Quote 1
I
stood in that room for a long time, watching the sunlight and listening
to the sounds on the street outside. I stood there, tasting the
room and the sunlight and the sounds, and thinking of the long hospital
ward. . . . I wondered if little Mickey had ever seen sunlight come
though the windows of a front room apartment. . . . Somehow everything
had changed. I had spent five days in a hospital and the world around
seemed sharpened now and pulsing with life.
This passage occurs in Chapter 5,
after Reuven has returned home from the hospital. His eye accident
and brush with blindness taught him about the fragility of his senses.
In this passage, Reuven shows he has developed a deep appreciation
for the gift of perception as he describes “watching,” “listening
to,” and “tasting” the world around him.
Not only has Reuven’s accident heightened his physical
awareness of the world around him; it has also heightened his perception of
the world’s suffering and complexity. In the hospital, he encountered
people in painful and cruel situations. Displaying a new sense of
empathy and compassion, Reuven worries about Mickey, the boy who
has been in the hospital his whole life.

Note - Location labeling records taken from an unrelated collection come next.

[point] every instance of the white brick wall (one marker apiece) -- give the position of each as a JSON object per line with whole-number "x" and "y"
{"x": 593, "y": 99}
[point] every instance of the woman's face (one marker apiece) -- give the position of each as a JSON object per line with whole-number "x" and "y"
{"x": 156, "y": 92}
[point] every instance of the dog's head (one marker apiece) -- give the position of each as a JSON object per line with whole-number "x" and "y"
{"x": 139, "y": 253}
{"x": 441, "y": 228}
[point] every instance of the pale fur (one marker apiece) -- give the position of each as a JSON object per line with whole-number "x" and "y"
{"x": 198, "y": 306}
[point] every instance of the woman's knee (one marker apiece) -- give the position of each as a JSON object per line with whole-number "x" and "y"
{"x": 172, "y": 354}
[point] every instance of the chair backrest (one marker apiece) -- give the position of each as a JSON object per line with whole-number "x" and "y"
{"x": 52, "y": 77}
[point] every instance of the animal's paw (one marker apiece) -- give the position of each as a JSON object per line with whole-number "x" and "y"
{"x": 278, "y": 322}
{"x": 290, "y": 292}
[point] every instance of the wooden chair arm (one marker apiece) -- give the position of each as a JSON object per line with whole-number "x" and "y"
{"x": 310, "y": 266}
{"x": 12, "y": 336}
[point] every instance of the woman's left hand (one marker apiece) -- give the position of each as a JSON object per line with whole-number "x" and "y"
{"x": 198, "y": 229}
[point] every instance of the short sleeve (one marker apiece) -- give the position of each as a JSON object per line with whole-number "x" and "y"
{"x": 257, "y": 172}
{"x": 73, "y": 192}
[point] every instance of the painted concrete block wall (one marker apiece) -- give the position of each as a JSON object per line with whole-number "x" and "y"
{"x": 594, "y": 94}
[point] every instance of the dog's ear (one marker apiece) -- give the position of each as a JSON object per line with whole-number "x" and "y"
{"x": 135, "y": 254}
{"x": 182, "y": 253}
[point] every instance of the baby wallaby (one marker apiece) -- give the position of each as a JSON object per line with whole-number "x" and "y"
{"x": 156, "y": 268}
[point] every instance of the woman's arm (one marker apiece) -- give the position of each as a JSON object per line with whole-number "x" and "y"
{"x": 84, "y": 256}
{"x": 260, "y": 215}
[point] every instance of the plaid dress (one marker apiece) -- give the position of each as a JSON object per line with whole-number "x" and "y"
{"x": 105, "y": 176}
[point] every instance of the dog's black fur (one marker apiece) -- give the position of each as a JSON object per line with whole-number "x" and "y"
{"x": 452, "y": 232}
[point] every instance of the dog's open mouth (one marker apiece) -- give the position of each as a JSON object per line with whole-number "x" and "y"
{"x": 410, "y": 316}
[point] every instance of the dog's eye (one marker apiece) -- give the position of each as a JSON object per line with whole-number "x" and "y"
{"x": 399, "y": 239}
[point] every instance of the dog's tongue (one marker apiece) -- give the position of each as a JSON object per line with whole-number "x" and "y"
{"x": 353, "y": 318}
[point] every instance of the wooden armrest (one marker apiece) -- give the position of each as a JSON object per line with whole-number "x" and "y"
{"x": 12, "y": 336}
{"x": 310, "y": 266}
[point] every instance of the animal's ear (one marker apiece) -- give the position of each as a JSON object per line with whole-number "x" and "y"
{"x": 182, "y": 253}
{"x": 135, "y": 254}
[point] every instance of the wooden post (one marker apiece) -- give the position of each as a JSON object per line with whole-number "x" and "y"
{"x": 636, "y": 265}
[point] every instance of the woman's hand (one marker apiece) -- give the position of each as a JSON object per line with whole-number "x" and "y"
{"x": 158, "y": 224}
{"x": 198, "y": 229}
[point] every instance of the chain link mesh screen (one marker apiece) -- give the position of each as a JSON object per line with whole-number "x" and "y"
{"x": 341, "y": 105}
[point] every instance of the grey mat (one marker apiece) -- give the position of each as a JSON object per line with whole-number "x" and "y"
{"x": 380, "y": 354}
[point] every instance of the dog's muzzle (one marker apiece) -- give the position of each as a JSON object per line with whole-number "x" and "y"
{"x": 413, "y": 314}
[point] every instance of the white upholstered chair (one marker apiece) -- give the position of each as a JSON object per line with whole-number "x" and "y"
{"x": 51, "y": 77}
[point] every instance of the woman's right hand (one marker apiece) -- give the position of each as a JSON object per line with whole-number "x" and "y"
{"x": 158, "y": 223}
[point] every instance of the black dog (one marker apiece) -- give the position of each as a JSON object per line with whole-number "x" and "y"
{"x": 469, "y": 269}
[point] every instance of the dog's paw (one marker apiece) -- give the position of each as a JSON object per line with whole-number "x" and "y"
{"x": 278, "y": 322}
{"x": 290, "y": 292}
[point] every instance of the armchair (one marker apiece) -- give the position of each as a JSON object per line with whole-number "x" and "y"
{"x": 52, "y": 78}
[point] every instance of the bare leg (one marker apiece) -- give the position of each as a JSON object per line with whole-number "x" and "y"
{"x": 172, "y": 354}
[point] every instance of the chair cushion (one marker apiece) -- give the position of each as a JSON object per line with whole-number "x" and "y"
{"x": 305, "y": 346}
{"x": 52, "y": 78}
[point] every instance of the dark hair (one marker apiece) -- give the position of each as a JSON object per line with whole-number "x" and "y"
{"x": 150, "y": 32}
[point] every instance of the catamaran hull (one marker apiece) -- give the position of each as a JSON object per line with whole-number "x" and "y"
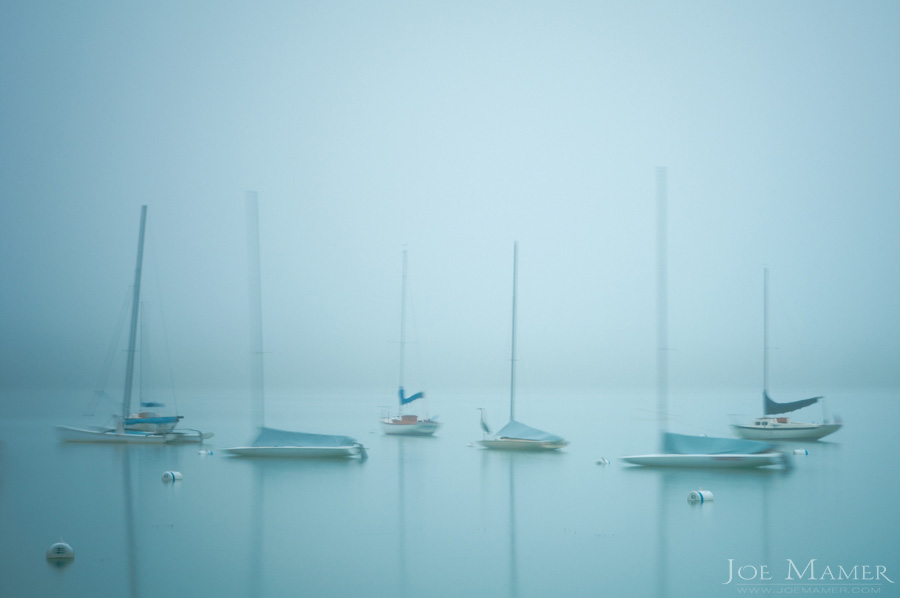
{"x": 109, "y": 435}
{"x": 516, "y": 444}
{"x": 295, "y": 452}
{"x": 723, "y": 461}
{"x": 419, "y": 428}
{"x": 789, "y": 431}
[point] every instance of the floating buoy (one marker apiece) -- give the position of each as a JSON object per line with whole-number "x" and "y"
{"x": 700, "y": 496}
{"x": 60, "y": 551}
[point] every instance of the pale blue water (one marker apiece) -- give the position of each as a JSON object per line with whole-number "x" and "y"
{"x": 438, "y": 517}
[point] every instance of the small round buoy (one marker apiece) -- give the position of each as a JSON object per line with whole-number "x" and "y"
{"x": 60, "y": 551}
{"x": 700, "y": 496}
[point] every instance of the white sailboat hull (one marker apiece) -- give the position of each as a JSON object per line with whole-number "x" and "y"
{"x": 722, "y": 461}
{"x": 773, "y": 430}
{"x": 109, "y": 435}
{"x": 295, "y": 452}
{"x": 188, "y": 436}
{"x": 420, "y": 427}
{"x": 518, "y": 444}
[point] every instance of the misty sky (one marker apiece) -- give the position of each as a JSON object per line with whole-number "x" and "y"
{"x": 455, "y": 129}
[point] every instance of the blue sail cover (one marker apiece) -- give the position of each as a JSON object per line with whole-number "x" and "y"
{"x": 773, "y": 408}
{"x": 273, "y": 437}
{"x": 681, "y": 444}
{"x": 404, "y": 400}
{"x": 520, "y": 431}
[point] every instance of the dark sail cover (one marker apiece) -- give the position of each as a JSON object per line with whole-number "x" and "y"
{"x": 405, "y": 400}
{"x": 273, "y": 437}
{"x": 773, "y": 408}
{"x": 681, "y": 444}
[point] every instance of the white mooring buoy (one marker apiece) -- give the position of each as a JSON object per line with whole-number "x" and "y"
{"x": 700, "y": 496}
{"x": 60, "y": 551}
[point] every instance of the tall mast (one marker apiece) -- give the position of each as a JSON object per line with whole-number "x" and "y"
{"x": 662, "y": 369}
{"x": 256, "y": 354}
{"x": 512, "y": 367}
{"x": 765, "y": 332}
{"x": 403, "y": 320}
{"x": 135, "y": 305}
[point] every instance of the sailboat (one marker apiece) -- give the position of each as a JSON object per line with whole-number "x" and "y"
{"x": 272, "y": 442}
{"x": 516, "y": 435}
{"x": 680, "y": 450}
{"x": 145, "y": 427}
{"x": 407, "y": 424}
{"x": 772, "y": 425}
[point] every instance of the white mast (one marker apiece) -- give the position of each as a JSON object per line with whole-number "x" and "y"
{"x": 662, "y": 369}
{"x": 512, "y": 367}
{"x": 403, "y": 321}
{"x": 765, "y": 334}
{"x": 132, "y": 331}
{"x": 256, "y": 354}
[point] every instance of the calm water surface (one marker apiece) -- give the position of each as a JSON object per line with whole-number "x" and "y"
{"x": 439, "y": 517}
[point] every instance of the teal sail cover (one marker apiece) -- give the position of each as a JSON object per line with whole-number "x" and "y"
{"x": 274, "y": 437}
{"x": 773, "y": 408}
{"x": 520, "y": 431}
{"x": 404, "y": 400}
{"x": 681, "y": 444}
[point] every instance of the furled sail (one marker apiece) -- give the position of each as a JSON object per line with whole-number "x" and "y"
{"x": 520, "y": 431}
{"x": 405, "y": 400}
{"x": 773, "y": 408}
{"x": 274, "y": 437}
{"x": 681, "y": 444}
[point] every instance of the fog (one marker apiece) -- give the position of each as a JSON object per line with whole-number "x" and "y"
{"x": 454, "y": 130}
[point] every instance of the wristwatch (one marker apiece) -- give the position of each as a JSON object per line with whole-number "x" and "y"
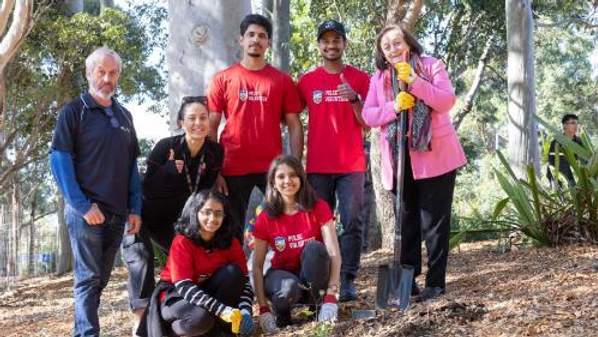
{"x": 356, "y": 99}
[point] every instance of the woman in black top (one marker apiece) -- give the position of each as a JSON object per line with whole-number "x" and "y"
{"x": 177, "y": 167}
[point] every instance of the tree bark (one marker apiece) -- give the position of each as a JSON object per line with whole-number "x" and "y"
{"x": 404, "y": 12}
{"x": 477, "y": 81}
{"x": 384, "y": 210}
{"x": 22, "y": 19}
{"x": 203, "y": 39}
{"x": 523, "y": 138}
{"x": 31, "y": 241}
{"x": 281, "y": 35}
{"x": 15, "y": 204}
{"x": 106, "y": 4}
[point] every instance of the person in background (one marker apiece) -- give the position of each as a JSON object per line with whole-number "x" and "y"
{"x": 570, "y": 125}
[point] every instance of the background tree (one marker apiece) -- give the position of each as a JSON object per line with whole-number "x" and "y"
{"x": 203, "y": 39}
{"x": 522, "y": 131}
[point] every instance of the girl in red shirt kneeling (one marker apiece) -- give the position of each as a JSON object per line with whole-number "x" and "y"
{"x": 205, "y": 280}
{"x": 301, "y": 231}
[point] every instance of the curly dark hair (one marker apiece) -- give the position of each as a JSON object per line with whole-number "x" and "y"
{"x": 306, "y": 196}
{"x": 188, "y": 223}
{"x": 411, "y": 41}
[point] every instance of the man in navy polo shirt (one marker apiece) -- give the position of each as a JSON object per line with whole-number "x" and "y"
{"x": 93, "y": 160}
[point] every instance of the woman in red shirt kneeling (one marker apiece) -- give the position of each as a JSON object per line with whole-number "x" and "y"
{"x": 205, "y": 280}
{"x": 301, "y": 231}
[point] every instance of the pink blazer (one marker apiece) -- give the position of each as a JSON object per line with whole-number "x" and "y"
{"x": 447, "y": 153}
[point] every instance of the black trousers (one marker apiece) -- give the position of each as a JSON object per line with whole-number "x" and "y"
{"x": 138, "y": 254}
{"x": 187, "y": 319}
{"x": 427, "y": 208}
{"x": 239, "y": 192}
{"x": 285, "y": 289}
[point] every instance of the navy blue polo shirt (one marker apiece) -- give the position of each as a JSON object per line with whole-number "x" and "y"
{"x": 102, "y": 153}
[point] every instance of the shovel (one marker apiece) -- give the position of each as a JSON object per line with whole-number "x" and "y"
{"x": 395, "y": 281}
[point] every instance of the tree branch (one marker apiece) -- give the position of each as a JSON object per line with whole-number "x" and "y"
{"x": 5, "y": 9}
{"x": 472, "y": 93}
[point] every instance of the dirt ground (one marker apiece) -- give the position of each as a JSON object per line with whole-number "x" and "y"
{"x": 525, "y": 292}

Reuven’s eyes have been opened
to the injustice and suffering in the world. As a result, Reuven
appreciates the quality of his own circumstances—of his sunny apartment—which
are superior to those of the dingy hospital ward. Throughout the
novel, Potok portrays the development of compassion for the suffering
of others as a crucial element of maturity.
Reuven also first meets Danny when Danny visits him in
the hospital, and Reuven’s conversations with Danny are equally
important to Reuven’s heightened awareness of the world. Danny contributes
to Reuven’s improved sense of perception by defying all of Reuven’s
preconceived assumptions about Hasidic Judaism. Reuven’s focus on
his physical senses in this passage also emphasizes the importance
of looking deeper than a first glance. In order to show how Reuven’s
way of seeing others has changed, Potok stresses the way Reuven’s
apartment, something he has known all his life, seems a new place.
In this passage, Reuven reveals the after-effects of his hospital
experience: his perception, on all levels, has been broadened and
deepened by his accident, by the suffering he witnesses, and by
his interaction with Danny Saunders.